How do you handle group bookings (10 rooms in one transaction)?
One booking row with num_rooms=10. Inventory decrement is "sold += 10" rather than +1. The DDB conditional update fails atomically if there aren't 10 available. UX-wise, you typically degrade gracefully: if 10 aren't available but 8 are, offer the 8. This is application logic on top of the same primitives.
What's the right hold TTL? Why 5 minutes specifically?
A trade-off between user experience (long enough to enter card details, double-check dates) and inventory utilization (short enough that abandoned carts free up rooms quickly). 5 minutes is empirically a sweet spot for hotel booking on mobile/web; airlines use longer (15–30 min) because seat selection takes more clicks.
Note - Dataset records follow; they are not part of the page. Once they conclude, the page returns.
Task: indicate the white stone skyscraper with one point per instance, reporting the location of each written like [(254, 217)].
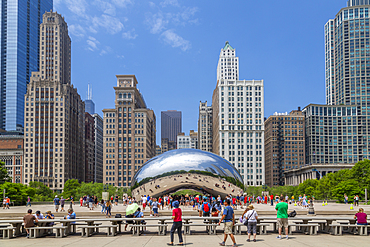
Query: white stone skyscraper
[(228, 64), (238, 113), (54, 112)]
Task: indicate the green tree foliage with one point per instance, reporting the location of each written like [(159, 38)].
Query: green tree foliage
[(3, 173), (333, 186)]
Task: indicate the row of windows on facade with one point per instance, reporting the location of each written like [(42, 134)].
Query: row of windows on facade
[(232, 109), (258, 88)]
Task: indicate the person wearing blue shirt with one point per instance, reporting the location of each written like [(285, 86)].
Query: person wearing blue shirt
[(229, 221)]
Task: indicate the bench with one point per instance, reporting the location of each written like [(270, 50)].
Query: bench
[(86, 232), (336, 229), (362, 229), (273, 222), (210, 228), (73, 226), (162, 228), (7, 232), (35, 232), (261, 228), (310, 228)]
Booking.com extends the hold if the user is actively interacting with the page (heartbeat refresh).
How does the search index stay in sync with inventory?
Inventory writes emit Kafka events. A search-index-updater consumes these events and updates the corresponding Elasticsearch documents. Lag is typically <30 seconds. The search index stores aggregate availability ("at least one room available somewhere in this 30-day window") rather than per-night state, because per-night-per-hotel updates would be too high a write rate for ES.
How would you scale to 100M concurrent users searching during a sale event?
(1) CDN-cache the search results page heavily; even 30 seconds of caching shields ES from huge traffic. (2) Pre-compute popular searches (top destinations + dates) and serve from Redis. (3) Add ES read replicas (search is read-only). (4) Move autocomplete to a per-region edge service. (5) Lottery-based queueing for the booking step (similar to Ticketmaster). The booking path is actually easy to scale — bookings/sec scales linearly with inventory shards. The hard part is search.